The Cinematograph Act, 1952 was nothing but a continuation of the colonial era censorship laws which were created for the sole purpose of curbing the freedom of speech and expression of the people. This continuation was made possible because the leaders then believed that the people were ‘very gullible’ (as pointed out by B.V. Keskar, the Union Minister of Information and Broadcasting at that time). To some extent, his argument is valid, because the consolidation of a newly independent country required such measures. Provided that more than 75% of the Indian population was illiterate during the 1950s and 60s, the people were indeed ‘very gullible’. But times have changed, and there has been a steep increase in what we call the ‘visual literacy level’. People today understand the difference between the real and the unreal, and the same logic that was used way back in the 1950s cannot possibly be used in the 21st century as well. So, the necessity of using the instrument of ‘censorship’ frequently, which undoubtedly existed in the initial years of our democracy, ceases to perpetuate in the present scenario.

Having said that, should I not call it an act of grave hypocrisy when the state allows every adult to make a decision as important as voting, but continues to choose for them what to see and what not to? If the people are considered capable of choosing their government, they are definitely capable of selecting which film to watch and which film to avoid watching. Thus, the very idea of censorship in a democracy is paradoxical.

The second question is about the lack of rationality shown by the CBFC in the recent times.
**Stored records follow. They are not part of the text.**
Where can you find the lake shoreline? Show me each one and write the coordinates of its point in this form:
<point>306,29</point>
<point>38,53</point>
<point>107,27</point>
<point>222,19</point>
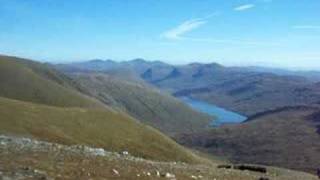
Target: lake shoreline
<point>221,116</point>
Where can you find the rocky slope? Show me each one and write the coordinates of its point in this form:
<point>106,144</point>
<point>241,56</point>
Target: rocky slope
<point>288,137</point>
<point>23,158</point>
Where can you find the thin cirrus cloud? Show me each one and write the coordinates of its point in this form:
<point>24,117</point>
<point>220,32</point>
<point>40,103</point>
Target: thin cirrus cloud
<point>178,32</point>
<point>306,27</point>
<point>187,26</point>
<point>244,7</point>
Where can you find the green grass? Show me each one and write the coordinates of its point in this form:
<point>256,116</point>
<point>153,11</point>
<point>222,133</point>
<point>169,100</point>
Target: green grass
<point>283,138</point>
<point>143,102</point>
<point>30,81</point>
<point>111,130</point>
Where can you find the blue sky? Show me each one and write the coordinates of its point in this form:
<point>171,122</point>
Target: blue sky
<point>282,33</point>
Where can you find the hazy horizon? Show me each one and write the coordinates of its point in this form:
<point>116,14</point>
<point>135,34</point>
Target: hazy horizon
<point>269,33</point>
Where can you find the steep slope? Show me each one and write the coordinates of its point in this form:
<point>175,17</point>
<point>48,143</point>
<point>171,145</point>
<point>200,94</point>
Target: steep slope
<point>143,102</point>
<point>24,158</point>
<point>238,89</point>
<point>287,137</point>
<point>111,130</point>
<point>27,80</point>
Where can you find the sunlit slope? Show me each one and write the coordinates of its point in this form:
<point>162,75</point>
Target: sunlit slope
<point>111,130</point>
<point>143,102</point>
<point>30,81</point>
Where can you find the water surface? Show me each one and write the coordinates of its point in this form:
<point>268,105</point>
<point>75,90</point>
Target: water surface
<point>220,115</point>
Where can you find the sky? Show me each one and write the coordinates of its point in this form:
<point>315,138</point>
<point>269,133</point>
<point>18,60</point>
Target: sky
<point>274,33</point>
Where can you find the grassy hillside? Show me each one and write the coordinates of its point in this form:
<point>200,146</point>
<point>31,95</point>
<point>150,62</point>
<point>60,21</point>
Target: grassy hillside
<point>238,89</point>
<point>23,158</point>
<point>27,80</point>
<point>113,131</point>
<point>143,102</point>
<point>288,137</point>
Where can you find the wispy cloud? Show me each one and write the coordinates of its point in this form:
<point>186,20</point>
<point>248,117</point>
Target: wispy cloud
<point>177,33</point>
<point>306,27</point>
<point>244,7</point>
<point>187,26</point>
<point>233,41</point>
The case of ‘Phillauri’, a film starring Anushka Sharma, shows the incoherent nature of the CBFC. Apparently, a scene with ‘Hanuman Challisa’ had to be muted because it ‘failed to scare away the ghost’. During its establishment, one of the principal objectives of the body was to restrict superstitious material from reaching the public. Now, with the ‘Phillauri’ incident, it has transformed into a body promoting superstition. The theatrical release of ‘Lipstick Under My Burkha’ was banned on grounds that “the story is lady-oriented, their fantasy above life.” If the Board is actually so serious about morality, it should also have banned films like ‘Kya Cool Hai Hum’ which objectify women, and undermine the concepts of morality and decency to a far greater extent. These unfortunate incidents manifesting ambivalence and apparent double-standards bring about the inevitable question: Is the CBFC competent to censor our films?
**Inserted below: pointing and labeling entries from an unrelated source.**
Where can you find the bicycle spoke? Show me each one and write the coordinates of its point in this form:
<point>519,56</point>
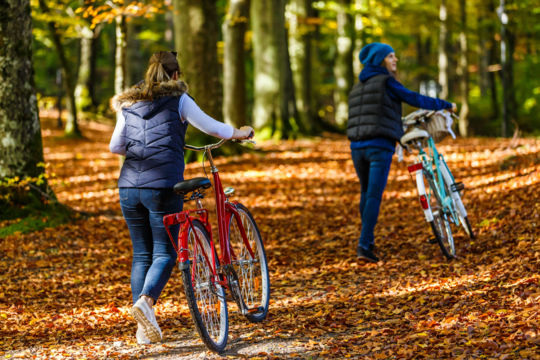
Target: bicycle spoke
<point>208,303</point>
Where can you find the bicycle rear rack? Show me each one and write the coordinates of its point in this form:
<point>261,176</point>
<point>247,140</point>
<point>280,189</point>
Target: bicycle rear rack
<point>457,187</point>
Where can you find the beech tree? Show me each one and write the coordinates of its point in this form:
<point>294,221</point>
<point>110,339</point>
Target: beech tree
<point>234,68</point>
<point>20,131</point>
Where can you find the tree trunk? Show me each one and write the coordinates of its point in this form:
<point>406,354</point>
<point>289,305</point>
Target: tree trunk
<point>196,35</point>
<point>492,59</point>
<point>135,66</point>
<point>267,18</point>
<point>59,123</point>
<point>120,72</point>
<point>358,43</point>
<point>511,93</point>
<point>92,80</point>
<point>483,54</point>
<point>288,106</point>
<point>82,92</point>
<point>234,68</point>
<point>443,58</point>
<point>464,73</point>
<point>300,58</point>
<point>343,67</point>
<point>20,130</point>
<point>72,129</point>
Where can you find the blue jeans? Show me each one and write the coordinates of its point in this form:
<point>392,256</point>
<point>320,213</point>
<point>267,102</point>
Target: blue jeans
<point>154,256</point>
<point>372,166</point>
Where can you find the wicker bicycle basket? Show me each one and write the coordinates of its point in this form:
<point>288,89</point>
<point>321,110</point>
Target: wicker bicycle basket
<point>436,127</point>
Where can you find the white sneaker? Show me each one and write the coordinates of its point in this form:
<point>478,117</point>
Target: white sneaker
<point>147,320</point>
<point>141,338</point>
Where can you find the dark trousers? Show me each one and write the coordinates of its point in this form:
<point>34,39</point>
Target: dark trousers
<point>372,166</point>
<point>154,256</point>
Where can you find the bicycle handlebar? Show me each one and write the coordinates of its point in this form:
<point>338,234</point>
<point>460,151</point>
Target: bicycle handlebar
<point>216,145</point>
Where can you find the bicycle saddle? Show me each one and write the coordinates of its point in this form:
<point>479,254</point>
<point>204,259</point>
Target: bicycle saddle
<point>186,186</point>
<point>414,134</point>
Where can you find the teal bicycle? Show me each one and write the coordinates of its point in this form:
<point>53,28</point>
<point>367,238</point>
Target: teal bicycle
<point>440,195</point>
The problem of unnecessary censorship can only be eradicated if the powers of the Board get restricted to Certification, just the way it is in the United States. The responsibility of the Government should only be to ensure that the people understand very clearly the nature of film they are about to watch. Strict certification and regulation of the audience can solve most of the problems faced as a result of irresponsible film-making. Censorship, on the other hand, should be used only under exceptional circumstances and must be looked after by a more capable, reasoned and responsible body, like the Film Certification Appellate Tribunal (FCAT) that comprises retired judges and people with special knowledge in the field of cinema. Until then, creativity of the individual shall continue to be compromised.

Freedom of speech and expression is something that strengthens the base of a vibrant democracy. Be it painters, poets, film-makers or comedians; unless they can speak their minds without fear, our democracy will not be complete. Limiting people’s right to imagine and create, the way it is being presently done, will only weaken it.

The writer, Pranjal Mondal, is a student of Political Science at St. Xavier’s College, Kolkata.